Exercise - Load data into distributed tables with Azure Cosmos DB for PostgreSQL

Completed

In this exercise, you create a multi-node Azure Cosmos DB for PostgreSQL database. You then put into practice several of the data ingestion methods discussed in Unit 3 to ingest Woodgrove Bank's historical and transactional data.

Create an Azure Cosmos DB for PostgreSQL database

To complete this exercise, you must create an Azure Cosmos DB for PostgreSQL cluster. Your cluster will have:

  • One coordinator node, with 4 vCores, 16-GiB RAM, and 512 GiBM of storage
  • Two worker nodes, each with 4 vCores, 32-GiB RAM, and 512 GiBM of storage
  1. Navigate to the Azure portal in a web browser.

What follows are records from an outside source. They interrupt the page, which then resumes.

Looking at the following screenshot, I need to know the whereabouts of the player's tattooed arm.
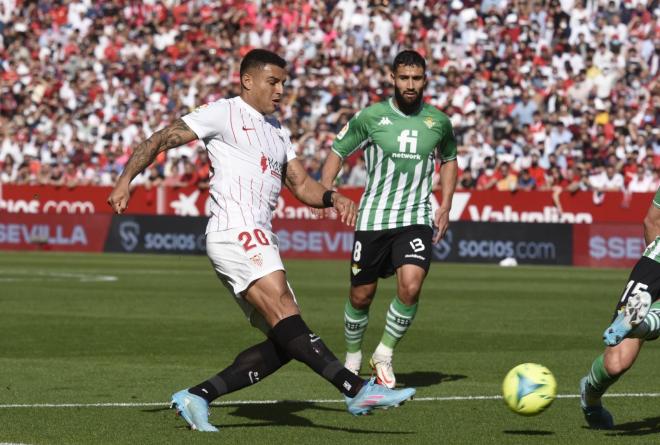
[121,118,197,182]
[433,159,458,244]
[108,119,197,213]
[284,159,357,226]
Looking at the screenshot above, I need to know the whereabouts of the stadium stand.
[0,0,660,192]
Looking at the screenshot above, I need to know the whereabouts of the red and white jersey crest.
[182,96,296,233]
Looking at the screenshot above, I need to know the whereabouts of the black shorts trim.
[350,224,433,286]
[612,256,660,320]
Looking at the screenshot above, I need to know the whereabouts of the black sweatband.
[323,190,335,209]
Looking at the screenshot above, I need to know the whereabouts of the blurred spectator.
[516,168,536,191]
[495,162,518,191]
[0,0,660,190]
[589,164,625,192]
[628,165,655,193]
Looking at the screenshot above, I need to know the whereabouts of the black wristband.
[323,190,335,209]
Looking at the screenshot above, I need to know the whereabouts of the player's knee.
[350,293,374,310]
[398,280,422,305]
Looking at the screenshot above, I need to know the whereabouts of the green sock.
[628,301,660,340]
[380,297,417,349]
[344,300,369,352]
[587,354,621,399]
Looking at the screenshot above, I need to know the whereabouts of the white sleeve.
[181,99,229,139]
[280,129,298,162]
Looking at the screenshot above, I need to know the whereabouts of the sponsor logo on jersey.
[193,104,209,113]
[337,122,349,141]
[250,253,264,267]
[268,157,284,179]
[170,190,199,216]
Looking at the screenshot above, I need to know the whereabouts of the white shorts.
[206,227,295,333]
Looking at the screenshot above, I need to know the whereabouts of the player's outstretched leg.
[580,374,614,430]
[603,291,651,346]
[172,339,291,432]
[369,297,417,388]
[628,301,660,340]
[344,299,369,375]
[272,315,415,415]
[346,377,416,416]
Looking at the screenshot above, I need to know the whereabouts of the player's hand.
[108,182,131,215]
[433,207,449,244]
[332,192,357,227]
[309,207,328,219]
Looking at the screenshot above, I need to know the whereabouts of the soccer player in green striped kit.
[580,189,660,429]
[321,51,457,388]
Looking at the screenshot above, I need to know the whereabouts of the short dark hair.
[392,49,426,71]
[240,49,286,76]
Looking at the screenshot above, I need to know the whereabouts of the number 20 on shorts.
[238,229,270,252]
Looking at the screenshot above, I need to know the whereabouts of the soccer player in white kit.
[108,49,415,432]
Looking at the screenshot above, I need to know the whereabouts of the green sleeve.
[438,119,456,162]
[332,112,369,159]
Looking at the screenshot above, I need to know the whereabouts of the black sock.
[189,338,291,403]
[272,315,364,397]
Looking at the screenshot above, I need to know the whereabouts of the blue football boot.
[171,389,220,433]
[603,292,652,346]
[346,377,416,416]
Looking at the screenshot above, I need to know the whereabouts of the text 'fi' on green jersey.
[332,99,456,230]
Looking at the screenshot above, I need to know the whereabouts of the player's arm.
[644,193,660,246]
[284,159,357,226]
[108,119,197,213]
[433,119,458,243]
[321,151,344,189]
[433,159,458,243]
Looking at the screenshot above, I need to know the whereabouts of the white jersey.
[182,96,296,233]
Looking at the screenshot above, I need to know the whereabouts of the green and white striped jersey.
[332,99,456,230]
[644,188,660,263]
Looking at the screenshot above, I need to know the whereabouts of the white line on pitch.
[0,392,660,409]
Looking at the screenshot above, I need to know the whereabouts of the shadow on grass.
[607,417,660,436]
[396,371,467,388]
[142,401,415,435]
[224,401,415,435]
[504,430,555,436]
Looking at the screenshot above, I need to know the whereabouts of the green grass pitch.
[0,252,660,445]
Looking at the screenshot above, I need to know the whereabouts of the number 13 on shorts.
[621,280,648,303]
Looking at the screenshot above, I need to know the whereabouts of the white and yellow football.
[502,363,557,416]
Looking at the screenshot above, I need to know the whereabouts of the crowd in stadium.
[0,0,660,192]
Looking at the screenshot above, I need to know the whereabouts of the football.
[502,363,557,416]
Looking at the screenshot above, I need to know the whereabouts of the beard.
[394,87,422,114]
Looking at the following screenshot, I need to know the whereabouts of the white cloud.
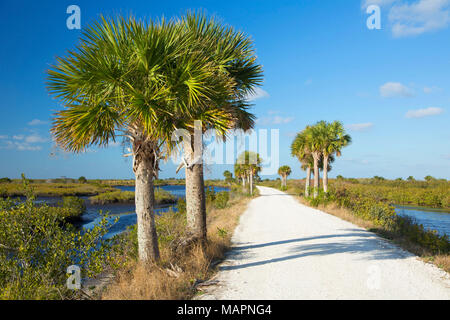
[25,133,47,143]
[406,108,444,119]
[273,116,294,124]
[346,122,373,131]
[28,119,47,126]
[0,133,48,151]
[423,86,441,94]
[389,0,450,38]
[380,82,414,98]
[246,87,270,101]
[362,0,397,9]
[256,116,294,125]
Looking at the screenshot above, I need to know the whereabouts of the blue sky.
[0,0,450,179]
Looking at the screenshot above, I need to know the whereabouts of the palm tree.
[316,121,352,193]
[304,125,323,198]
[234,163,247,192]
[278,166,292,188]
[236,151,262,195]
[48,17,225,262]
[291,130,314,197]
[175,14,262,240]
[223,170,233,185]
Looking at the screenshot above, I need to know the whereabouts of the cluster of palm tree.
[278,166,292,188]
[234,151,262,195]
[291,121,352,198]
[44,13,262,262]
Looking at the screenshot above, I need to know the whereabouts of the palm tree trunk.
[184,136,206,240]
[323,154,329,193]
[312,152,320,199]
[133,142,159,263]
[305,166,311,197]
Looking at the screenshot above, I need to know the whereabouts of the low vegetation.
[262,177,450,272]
[89,188,177,205]
[0,180,122,300]
[0,180,116,198]
[100,188,248,300]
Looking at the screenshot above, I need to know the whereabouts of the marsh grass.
[89,188,177,205]
[99,190,249,300]
[0,181,116,198]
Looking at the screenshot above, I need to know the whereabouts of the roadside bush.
[78,176,87,183]
[0,180,121,300]
[177,198,186,214]
[61,196,86,218]
[326,188,450,254]
[214,191,230,209]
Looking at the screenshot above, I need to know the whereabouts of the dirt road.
[201,187,450,300]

  2. In the Azure portal, select Create a resource, Databases, and Azure Cosmos DB. You can also use the Search functionality to find the resource.

    Screenshot of the Azure portal's Create a resource screen, Databases and Azure Cosmos DB are highlighted.

  3. On the Select API option screen, select Create within the Azure Cosmos DB for PostgreSQL tile.

    Screenshot of the PostgreSQL tile on the Azure Cosmos DB Select API option dialog.

    After selecting Create, the portal will display a resource configuration screen.

  4. On the Basics tab, enter the following information:

    Parameter Value
    Project details
    Subscription Choose your Azure subscription.
    Resource group Select Create new and name your resource group learn-cosmosdb-postgresql.
    Cluster details
    Cluster name Enter a globally unique name, such as learn-cosmosdb-postgresql.
    Location Leave the default, or use a region close to you.
    Scale See configuration settings in the next step.
    PostgreSQL version Leave the default version (15) selected.
    Administrator account
    Admin username This username is set to citus and can't be edited.
    Password Enter and confirm a strong password.

    Screenshot of the Basics tab of the Create an Azure Cosmos DB - PostgreSQL cluster dialog, and the fields are populated with the values specified in the exercise.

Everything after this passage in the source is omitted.